Z. was of the opinion that D.'s cousin was not the primary vampire in the case, but was
himself a victim. Being a youth of unstable morale, he speedily acquired
the vampire tricks, and the earth-bound soul of some Magyar magician
exploited him. Through his act of biting and drawing blood from the neck
of his cousin, this entity became transferred to young D., preferring
pastures new to the depleted resources of its previous victim. Probably
it alternated between the two, for it was not constantly with D.
Exactly what Z. did we do not know, for he was exceedingly secretive
concerning his methods, but in the light of subsequent knowledge I
should imagine that he absorbed the etheric energy of the earthbound
soul, and thus deprived it of its means of resisting the Second Death.
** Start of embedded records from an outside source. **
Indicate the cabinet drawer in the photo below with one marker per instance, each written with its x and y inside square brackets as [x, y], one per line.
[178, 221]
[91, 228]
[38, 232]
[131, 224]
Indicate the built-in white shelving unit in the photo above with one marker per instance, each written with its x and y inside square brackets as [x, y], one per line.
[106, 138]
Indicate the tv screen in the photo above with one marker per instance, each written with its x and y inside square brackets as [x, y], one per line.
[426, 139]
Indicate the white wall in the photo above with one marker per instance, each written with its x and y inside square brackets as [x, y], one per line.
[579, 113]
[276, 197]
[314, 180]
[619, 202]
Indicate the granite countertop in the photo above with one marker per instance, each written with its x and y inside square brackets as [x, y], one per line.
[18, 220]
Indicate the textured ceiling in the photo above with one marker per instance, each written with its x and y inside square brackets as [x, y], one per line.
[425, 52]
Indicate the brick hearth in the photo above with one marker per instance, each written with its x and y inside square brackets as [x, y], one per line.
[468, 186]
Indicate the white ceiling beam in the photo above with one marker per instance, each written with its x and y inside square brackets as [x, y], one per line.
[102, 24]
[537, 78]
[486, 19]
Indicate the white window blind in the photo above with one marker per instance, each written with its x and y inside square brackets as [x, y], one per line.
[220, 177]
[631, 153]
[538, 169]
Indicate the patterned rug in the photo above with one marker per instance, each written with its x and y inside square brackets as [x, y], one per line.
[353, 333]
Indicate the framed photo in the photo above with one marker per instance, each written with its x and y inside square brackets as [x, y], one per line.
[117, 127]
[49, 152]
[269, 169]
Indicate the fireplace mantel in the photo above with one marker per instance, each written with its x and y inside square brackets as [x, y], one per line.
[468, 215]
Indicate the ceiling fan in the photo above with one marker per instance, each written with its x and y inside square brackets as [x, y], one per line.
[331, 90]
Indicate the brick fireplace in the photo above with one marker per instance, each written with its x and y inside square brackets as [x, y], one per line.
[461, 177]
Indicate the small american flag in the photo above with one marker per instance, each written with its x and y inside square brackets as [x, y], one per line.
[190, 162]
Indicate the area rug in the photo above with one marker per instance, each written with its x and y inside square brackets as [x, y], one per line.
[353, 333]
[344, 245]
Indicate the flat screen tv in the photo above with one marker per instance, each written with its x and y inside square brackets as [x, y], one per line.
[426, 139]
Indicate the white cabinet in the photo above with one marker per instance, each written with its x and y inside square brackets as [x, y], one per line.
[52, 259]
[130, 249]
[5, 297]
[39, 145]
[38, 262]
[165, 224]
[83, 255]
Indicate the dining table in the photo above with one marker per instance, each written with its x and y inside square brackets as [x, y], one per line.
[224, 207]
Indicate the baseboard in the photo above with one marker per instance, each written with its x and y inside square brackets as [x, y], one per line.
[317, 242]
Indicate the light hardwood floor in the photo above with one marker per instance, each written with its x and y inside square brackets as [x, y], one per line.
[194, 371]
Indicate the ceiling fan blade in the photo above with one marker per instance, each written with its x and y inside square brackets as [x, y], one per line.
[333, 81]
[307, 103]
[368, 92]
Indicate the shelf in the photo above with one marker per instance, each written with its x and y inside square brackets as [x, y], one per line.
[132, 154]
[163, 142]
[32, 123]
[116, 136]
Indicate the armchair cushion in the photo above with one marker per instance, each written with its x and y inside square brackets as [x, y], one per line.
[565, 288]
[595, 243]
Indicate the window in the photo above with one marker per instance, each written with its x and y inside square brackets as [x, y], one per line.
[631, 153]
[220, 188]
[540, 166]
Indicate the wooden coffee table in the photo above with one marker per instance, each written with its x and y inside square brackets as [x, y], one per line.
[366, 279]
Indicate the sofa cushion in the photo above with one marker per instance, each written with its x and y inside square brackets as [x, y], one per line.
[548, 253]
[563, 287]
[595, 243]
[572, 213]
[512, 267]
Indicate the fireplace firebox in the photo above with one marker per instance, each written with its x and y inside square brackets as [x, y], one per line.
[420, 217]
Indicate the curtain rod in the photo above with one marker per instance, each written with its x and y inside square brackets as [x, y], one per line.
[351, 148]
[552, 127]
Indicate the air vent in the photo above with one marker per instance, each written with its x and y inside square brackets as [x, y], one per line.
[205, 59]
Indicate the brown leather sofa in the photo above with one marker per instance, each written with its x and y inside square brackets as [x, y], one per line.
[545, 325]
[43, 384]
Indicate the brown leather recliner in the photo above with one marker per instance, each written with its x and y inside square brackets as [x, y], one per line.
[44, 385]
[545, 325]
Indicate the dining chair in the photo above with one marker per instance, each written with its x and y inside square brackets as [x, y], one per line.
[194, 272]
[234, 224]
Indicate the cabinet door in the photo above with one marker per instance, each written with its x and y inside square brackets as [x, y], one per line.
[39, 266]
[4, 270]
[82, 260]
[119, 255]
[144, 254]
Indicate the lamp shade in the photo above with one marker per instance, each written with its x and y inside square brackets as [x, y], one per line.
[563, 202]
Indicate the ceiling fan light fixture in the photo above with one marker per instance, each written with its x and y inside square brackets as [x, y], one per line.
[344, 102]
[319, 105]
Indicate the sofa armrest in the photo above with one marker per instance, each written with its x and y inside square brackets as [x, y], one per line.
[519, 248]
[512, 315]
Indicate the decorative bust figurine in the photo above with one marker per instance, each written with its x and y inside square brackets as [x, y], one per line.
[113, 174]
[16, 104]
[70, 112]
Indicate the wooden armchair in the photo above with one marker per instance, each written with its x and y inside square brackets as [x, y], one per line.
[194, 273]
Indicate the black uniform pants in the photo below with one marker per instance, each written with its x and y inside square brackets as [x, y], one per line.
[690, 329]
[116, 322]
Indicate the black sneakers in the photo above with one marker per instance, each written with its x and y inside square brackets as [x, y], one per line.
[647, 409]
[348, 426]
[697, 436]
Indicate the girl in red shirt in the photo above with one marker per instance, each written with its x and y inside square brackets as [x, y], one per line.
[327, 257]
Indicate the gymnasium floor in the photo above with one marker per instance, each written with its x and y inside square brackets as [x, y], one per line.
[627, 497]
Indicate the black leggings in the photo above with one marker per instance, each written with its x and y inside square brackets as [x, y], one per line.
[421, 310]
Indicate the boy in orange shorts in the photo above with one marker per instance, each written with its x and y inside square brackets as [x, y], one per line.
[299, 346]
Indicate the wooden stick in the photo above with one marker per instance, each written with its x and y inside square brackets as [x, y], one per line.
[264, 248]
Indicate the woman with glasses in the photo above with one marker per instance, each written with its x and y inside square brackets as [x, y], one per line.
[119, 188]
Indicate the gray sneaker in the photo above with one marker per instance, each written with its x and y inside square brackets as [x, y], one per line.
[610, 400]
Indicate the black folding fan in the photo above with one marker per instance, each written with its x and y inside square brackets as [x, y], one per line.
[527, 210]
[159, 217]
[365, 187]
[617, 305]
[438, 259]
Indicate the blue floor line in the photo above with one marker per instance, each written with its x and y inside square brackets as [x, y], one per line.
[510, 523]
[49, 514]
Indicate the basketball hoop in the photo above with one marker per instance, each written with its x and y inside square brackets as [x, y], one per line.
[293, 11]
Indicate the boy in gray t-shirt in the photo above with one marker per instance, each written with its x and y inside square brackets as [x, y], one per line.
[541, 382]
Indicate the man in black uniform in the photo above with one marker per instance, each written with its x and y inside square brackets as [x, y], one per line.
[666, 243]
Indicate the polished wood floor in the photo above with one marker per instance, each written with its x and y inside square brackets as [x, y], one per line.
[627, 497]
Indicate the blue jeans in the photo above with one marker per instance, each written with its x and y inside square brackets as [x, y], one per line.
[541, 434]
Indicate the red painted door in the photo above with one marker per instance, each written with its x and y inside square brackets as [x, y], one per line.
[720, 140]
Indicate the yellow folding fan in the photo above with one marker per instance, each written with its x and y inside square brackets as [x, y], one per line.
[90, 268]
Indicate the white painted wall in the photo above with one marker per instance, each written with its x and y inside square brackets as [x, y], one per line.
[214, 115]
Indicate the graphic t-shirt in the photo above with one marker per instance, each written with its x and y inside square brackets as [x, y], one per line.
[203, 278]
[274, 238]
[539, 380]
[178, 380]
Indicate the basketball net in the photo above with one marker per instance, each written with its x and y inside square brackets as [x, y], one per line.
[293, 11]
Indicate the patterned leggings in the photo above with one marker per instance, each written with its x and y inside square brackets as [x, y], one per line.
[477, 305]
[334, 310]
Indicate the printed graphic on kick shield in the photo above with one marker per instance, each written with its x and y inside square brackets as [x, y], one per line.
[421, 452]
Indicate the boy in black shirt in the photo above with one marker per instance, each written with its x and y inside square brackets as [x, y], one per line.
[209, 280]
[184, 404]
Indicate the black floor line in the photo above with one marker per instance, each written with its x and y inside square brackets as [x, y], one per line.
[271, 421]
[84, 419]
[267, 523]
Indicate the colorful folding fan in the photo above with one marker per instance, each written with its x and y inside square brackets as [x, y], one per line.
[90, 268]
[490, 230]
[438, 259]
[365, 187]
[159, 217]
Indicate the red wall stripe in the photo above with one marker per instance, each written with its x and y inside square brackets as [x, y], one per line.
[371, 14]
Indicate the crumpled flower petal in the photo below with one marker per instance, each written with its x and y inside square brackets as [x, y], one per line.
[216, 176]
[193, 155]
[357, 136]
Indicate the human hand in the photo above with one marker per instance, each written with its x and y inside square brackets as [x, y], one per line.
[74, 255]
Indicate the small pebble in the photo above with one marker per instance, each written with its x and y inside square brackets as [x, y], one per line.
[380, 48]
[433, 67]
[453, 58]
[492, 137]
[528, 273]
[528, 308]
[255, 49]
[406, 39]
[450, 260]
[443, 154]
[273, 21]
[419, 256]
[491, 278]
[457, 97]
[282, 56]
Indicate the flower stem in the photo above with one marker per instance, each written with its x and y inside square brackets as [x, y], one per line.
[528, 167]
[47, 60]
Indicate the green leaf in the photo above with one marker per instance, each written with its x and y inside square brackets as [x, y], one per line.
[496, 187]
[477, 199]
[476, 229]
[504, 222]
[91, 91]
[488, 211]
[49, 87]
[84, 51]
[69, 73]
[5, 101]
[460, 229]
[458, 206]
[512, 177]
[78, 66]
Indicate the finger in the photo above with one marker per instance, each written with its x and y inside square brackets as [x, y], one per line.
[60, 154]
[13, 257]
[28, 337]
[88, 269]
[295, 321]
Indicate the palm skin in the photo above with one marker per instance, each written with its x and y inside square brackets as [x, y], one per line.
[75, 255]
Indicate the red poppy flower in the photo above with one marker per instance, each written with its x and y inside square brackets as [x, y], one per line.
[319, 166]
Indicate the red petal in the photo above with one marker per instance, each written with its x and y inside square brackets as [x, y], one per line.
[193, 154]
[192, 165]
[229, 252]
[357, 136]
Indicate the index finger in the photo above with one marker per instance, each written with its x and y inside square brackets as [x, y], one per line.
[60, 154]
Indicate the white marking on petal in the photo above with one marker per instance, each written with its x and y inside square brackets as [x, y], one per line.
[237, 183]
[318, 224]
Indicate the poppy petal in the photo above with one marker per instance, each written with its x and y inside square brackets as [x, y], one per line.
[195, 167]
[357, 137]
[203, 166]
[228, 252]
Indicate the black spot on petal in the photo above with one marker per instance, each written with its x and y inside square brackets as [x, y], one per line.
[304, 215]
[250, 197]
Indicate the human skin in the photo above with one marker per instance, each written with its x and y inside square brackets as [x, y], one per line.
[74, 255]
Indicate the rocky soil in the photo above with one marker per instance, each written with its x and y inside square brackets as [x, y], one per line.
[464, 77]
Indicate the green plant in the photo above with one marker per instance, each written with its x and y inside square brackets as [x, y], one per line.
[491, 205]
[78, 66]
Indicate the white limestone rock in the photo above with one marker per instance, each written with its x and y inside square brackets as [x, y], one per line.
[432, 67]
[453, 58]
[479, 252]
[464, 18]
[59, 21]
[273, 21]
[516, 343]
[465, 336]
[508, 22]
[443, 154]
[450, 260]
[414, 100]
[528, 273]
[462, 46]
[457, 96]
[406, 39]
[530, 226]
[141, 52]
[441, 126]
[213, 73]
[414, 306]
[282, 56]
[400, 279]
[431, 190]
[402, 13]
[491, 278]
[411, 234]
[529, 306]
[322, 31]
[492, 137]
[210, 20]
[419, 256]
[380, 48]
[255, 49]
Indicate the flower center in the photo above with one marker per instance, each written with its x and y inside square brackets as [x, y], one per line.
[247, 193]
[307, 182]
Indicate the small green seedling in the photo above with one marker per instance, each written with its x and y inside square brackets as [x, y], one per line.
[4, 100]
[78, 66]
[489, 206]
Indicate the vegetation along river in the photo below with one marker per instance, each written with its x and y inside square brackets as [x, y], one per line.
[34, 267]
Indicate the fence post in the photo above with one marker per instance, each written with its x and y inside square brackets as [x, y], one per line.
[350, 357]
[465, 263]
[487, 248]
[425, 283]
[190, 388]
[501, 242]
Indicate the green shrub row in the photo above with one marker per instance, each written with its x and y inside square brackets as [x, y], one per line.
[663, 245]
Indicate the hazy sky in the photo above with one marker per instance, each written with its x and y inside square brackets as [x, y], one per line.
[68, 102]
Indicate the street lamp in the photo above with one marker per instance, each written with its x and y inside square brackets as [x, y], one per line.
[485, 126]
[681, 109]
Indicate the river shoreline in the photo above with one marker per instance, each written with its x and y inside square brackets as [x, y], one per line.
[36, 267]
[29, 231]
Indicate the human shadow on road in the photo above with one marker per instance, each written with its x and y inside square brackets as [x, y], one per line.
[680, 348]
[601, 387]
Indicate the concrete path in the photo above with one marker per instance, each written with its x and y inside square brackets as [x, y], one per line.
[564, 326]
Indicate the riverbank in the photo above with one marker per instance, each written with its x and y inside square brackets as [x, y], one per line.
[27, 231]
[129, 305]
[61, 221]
Merely to drive the resisting soul out to the Judgment Hall of Osiris
would have involved leaving behind an astral corpse, which for some time
would have continued to give trouble.
It may be interesting to note in connection with this case that during
the time that Miss L. was at the occult college in Hampshire we had some
rather curious happenings. There was an outbreak among us of exceedingly
bad "mosquito
bites." The bites themselves were not poisonous, but the stabs were of
such a nature that they bled freely. I remember waking up one morning to
find a patch of blood the size of the palm of my hand on the pillow; it
had apparently come from a small puncture just behind the angle of the
jaw. Several others had similar experiences. I have never seen anything
like it, either before or since, nor did it occur again after Miss L.
left.
I
did not tell the adept Z. about it at the time, and later, when I was
reminded of the incident and mentioned it, the opportunity for
investigation had gone by. He expressed the opinion that it was a
vampire's work, and cited similar cases which he had met with in the
course of his experience. He said he had seen cases in Africa where the victim had become so bloodless that it was with
difficulty that a specimen of blood could be obtained for examination,
for it could hardly be induced to flow from the debilitated tissues.
Nothing can be done for such cases by medical science.
They are dying by inches, and yet no organic disease can be
demonstrated. Nevertheless, their appearance is that of a person sinking
from repeated hemorrhages.
When vampirism is suspected the thing to do is to go over that person's
body inch by inch with a powerful magnifying glass, and the search will
probably be rewarded by the discovery of numerous minute punctures, so
minute that they are not discovered by an examination with the naked eye
unless they reveal themselves by becoming infected and suppurating, when
they are usually mistaken for insect bites. They are bites right enough,
but not those of an insect. The places to look for them are around the
neck, especially under the ears; down the inner surface of the forearms;
on the lobes of the ears; about the
tips of the toes and, in a woman, upon the breasts.
It is said that a person with vampire tendencies develops abnormally
long and sharp canine teeth, and I have myself seen one such case, and a
curious sight it was. The two canine teeth, the pair that come between
the incisors and the double teeth, were half as long again as the
others, and terminated in points of needle-like sharpness.
True vampirism in Western Europe appears to be rare, but Z. was of
the opinion that many obscure cases of tropical debility in which anemia
played a prominent part, might be attributed to this cause.